Editorial

Wirtschaft und Gesellschaft auf dem Prüfstand

Die Sorgen aus dem Winter 2022/23 sind zum Glück nicht Realität geworden. Eine Mischung aus geringerem Verbrauch und entschlossenem politischen Gegensteuern hat uns unabhängiger von russischen Energieimporten gemacht und die Wirtschaft gut über diese schwere Zeit gebracht. Darauf können wir zu Recht stolz sein. Viel ist jedoch heute nicht mehr zu sehen vom vielbeschworenen „Deutschland-Tempo“, mit dem innerhalb von zehn Monaten das erste LNG-Terminal eröffnet werden konnte. Im Gegenteil: Seit Ende des Jahres 2023 erleben wir eine bundespolitische Debatte, die spätestens seit dem Bundesverfassungsgerichts-Urteil zum Haushalt im Dauerkrisenmodus steckt. Dass sich die gesellschaftspolitische Debatte darüber hinaus weiter verschärft und manch einer den Traum von Abschottung, Intoleranz und weniger Vielfalt weiter träumt, ist aus Sicht der großen Mehrheit der Berliner Unternehmerinnen und Unternehmer ganz bestimmt der falsche Weg. 
Insgesamt war 2023 für Berlin ein politisch bemerkenswertes Jahr. Zur Wiederholungswahl im Februar konnten wir den politischen Entscheidungsträgerinnen und Entscheidungsträgern einen breiten Forderungskatalog der Wirtschaft mit auf den Weg geben. Die Verwaltungsmodernisierung muss dringend beschleunigt werden, der Wohnungsbau braucht Tempo und die Bildungspolitik muss ihrer Aufgabe gerecht werden, allen jungen Berlinerinnen und Berlinern eine gute Schulbildung zu ermöglichen. Die Wahl hatte es in sich. Kräftiges Stühlerücken im Senat mit einem neuen Regierenden Bürgermeister, das bedeutet auch für die Wirtschaft neue Ansprechpartner, andere Debatten und hoffentlich auch: neue Impulse für die Berliner Unternehmen. Nach der Wiederholungswahl erteilten die Berlinerinnen und Berliner dem Klimavolksentscheid eine Absage. Aus unserer Sicht der richtige Weg. Nicht, weil die Wirtschaft Klimaschutz als Investitionshemmnis versteht – ganz im Gegenteil! Sondern weil es wichtig ist, diesen Weg politisch entschieden und mit klaren, aber realistischen Zielvorgaben zu gestalten.
Zum Thema Verwaltungsmodernisierung haben wir mit großer Freude den Worten des Regierenden Bürgermeisters in der IHK-Vollversammlung gelauscht, der das „Machen“ dem „Wollen“ voranstellte.
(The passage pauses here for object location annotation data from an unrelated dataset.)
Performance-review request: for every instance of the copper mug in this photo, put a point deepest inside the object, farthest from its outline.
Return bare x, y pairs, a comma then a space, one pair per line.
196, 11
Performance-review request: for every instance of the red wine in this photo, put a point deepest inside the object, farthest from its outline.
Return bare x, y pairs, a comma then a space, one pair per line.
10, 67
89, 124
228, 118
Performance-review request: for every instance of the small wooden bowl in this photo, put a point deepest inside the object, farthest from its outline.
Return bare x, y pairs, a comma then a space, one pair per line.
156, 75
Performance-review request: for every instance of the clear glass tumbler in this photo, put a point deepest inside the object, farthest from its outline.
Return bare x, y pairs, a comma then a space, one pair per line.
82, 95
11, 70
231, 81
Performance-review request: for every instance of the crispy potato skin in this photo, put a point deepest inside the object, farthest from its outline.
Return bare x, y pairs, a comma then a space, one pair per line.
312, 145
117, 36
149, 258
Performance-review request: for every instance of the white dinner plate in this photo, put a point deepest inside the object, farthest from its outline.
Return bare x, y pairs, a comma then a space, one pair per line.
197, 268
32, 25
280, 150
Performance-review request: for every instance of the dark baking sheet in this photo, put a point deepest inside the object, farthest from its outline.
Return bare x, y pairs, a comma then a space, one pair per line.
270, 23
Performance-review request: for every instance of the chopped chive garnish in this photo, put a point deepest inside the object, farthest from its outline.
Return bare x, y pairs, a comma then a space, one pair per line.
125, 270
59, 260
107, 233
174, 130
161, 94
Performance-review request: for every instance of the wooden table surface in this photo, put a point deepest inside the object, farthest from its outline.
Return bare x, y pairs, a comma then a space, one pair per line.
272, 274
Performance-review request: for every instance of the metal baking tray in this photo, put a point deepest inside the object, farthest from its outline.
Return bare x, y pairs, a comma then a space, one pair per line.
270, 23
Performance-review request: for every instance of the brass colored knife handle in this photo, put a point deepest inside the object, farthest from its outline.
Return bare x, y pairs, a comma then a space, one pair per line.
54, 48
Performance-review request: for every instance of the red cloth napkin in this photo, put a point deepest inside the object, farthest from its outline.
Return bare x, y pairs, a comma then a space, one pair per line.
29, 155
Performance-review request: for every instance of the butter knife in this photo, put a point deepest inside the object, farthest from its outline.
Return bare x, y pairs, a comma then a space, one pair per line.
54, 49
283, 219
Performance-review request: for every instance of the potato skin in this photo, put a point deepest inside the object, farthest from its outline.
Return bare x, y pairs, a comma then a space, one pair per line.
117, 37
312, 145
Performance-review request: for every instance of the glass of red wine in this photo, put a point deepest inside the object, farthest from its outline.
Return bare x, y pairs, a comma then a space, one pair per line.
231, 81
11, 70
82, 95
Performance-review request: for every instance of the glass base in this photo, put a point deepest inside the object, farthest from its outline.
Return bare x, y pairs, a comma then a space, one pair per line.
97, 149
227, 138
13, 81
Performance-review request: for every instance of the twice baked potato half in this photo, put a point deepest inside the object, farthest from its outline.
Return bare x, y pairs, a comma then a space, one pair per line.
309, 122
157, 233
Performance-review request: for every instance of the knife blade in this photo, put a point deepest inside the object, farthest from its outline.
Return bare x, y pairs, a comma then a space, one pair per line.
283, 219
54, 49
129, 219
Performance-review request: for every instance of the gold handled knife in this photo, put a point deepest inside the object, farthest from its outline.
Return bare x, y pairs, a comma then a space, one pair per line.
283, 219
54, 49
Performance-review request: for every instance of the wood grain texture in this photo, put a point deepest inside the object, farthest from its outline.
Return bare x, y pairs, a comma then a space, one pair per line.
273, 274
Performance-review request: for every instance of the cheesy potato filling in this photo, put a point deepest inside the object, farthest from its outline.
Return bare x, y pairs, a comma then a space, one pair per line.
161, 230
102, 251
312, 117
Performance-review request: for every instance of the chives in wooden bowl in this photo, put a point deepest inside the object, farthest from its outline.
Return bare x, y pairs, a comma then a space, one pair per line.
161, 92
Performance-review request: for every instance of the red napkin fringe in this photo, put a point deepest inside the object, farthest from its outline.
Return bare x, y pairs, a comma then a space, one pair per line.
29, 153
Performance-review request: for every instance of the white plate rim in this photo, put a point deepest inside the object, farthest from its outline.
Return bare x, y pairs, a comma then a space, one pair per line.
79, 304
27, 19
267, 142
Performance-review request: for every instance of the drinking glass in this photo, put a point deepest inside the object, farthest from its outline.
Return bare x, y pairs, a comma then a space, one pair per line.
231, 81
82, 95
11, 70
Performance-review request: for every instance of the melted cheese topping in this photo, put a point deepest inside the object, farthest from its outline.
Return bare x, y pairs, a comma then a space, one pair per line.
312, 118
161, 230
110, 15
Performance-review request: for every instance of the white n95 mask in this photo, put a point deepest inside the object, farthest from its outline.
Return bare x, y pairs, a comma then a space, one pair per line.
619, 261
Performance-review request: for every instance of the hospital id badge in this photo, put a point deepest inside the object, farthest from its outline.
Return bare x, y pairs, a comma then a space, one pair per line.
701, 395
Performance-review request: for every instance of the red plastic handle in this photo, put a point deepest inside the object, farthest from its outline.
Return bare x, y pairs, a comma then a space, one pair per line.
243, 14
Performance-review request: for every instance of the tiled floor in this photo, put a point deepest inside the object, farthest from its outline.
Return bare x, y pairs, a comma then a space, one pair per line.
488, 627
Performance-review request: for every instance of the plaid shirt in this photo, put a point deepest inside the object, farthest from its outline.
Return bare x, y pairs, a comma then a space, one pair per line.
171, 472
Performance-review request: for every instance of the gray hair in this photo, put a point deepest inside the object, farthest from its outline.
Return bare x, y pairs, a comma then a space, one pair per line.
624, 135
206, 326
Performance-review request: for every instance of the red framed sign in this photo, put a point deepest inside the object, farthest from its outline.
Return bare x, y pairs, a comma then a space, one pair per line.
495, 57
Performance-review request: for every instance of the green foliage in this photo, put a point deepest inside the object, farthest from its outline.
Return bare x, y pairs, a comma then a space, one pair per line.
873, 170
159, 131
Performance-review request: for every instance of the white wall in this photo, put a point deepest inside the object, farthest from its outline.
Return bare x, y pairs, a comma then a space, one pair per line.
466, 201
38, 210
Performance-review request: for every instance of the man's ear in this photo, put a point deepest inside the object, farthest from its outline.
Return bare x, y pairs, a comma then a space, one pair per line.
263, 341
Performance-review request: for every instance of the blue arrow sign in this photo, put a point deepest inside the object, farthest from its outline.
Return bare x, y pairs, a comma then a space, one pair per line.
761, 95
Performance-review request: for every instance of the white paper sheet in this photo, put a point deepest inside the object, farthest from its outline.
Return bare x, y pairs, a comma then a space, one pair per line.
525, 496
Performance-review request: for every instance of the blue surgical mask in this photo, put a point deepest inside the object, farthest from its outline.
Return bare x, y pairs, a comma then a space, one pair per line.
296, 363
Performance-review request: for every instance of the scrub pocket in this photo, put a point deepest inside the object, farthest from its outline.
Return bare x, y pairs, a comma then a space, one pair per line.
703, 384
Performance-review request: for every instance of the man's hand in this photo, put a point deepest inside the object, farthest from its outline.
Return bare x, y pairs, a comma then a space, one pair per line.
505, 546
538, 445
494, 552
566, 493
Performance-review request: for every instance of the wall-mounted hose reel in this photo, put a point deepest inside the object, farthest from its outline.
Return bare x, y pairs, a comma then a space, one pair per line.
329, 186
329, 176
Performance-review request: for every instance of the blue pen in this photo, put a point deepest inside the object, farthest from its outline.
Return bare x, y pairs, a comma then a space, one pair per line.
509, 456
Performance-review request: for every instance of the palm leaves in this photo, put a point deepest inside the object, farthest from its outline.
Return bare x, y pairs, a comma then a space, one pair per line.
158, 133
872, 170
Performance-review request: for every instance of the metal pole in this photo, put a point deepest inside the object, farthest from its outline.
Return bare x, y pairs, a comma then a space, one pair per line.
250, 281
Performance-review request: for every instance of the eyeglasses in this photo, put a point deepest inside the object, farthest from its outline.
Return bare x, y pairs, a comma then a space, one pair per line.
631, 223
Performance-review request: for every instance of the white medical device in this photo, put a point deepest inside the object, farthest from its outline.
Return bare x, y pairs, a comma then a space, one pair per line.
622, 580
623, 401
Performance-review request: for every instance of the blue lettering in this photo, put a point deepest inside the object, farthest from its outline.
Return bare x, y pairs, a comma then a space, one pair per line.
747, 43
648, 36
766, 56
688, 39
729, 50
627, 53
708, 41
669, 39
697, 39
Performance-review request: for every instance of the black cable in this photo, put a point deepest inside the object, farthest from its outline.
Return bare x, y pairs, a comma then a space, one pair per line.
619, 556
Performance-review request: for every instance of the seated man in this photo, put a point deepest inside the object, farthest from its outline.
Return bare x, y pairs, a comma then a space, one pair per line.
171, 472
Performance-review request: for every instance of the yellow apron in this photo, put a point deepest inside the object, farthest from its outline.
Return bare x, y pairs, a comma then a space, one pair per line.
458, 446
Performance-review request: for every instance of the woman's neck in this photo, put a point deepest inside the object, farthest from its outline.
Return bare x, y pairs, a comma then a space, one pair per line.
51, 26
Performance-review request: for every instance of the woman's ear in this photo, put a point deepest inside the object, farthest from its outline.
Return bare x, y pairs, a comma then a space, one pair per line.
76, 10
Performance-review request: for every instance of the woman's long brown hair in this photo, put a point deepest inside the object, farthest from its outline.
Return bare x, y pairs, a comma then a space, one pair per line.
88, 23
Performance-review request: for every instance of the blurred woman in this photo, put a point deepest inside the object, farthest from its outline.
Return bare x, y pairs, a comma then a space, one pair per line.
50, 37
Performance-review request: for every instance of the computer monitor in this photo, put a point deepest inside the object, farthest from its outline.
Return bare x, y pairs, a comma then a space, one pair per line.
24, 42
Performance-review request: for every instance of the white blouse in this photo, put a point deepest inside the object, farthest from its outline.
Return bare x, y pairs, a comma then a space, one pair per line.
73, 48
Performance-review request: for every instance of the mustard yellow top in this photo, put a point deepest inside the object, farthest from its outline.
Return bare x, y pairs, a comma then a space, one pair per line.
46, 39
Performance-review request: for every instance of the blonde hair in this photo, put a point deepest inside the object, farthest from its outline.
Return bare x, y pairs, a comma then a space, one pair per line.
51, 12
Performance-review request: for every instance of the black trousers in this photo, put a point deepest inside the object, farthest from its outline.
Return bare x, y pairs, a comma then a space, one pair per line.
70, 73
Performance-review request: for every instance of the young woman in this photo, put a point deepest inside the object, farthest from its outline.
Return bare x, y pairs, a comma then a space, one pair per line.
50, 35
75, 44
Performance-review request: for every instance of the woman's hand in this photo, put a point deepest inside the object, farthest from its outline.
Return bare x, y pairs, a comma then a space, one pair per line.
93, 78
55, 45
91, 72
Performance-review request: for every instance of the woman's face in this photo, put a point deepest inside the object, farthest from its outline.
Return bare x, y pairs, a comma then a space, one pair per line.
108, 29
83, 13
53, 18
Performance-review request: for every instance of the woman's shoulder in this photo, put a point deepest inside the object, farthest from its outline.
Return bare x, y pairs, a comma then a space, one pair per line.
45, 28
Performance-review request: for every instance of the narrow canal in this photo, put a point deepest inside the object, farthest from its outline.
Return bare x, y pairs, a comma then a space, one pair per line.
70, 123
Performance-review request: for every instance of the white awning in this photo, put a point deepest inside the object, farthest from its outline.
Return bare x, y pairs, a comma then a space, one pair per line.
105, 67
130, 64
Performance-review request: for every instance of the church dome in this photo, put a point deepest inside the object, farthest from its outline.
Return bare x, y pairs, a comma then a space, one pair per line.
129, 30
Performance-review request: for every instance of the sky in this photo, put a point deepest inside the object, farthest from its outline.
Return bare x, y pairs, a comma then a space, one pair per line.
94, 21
Diesem unternehmerischen Spirit schließen wir uns natürlich an! Um so wichtiger, dass die Verwaltungsreform im Jahr 2024 auch wirklich konkret wird. Die Weichen sind gestellt, und in einem Jahr werden wir wissen, ob es wirklich etwas zu feiern bei diesem unglücklichen Dauerbrenner der Berliner Politik gibt. Wenig zu feiern gab es zweifellos in den vergangenen Jahren in der Bildungspolitik. Dass auch der neue Senat die Scherben dieser Politik den Unternehmen vor die Tür kehrt und „Ausbildungsumlage“ draufschreibt, hätten wir uns sicherlich anders gewünscht. Immerhin: Im Bündnis für Ausbildung wurde festgehalten, dass die Umlage ultima ratio bleibt und alle Partner aufgefordert sind, sich entschlossen dem Ziel zu widmen, 2.000 neue Ausbildungsverträge in den kommenden zwei Jahren abzuschließen. Mit unserer Ausbildungsoffensive werden wir als IHK unserer Verantwortung dabei in vollem Umfang gerecht. Und auch bildungspolitisch haben wir im Jahr 2023 mit dem Zukunftsforum „Wirksame Bildung“ ein weithin sichtbares Zeichen in der Berliner Bildungslandschaft gesetzt. 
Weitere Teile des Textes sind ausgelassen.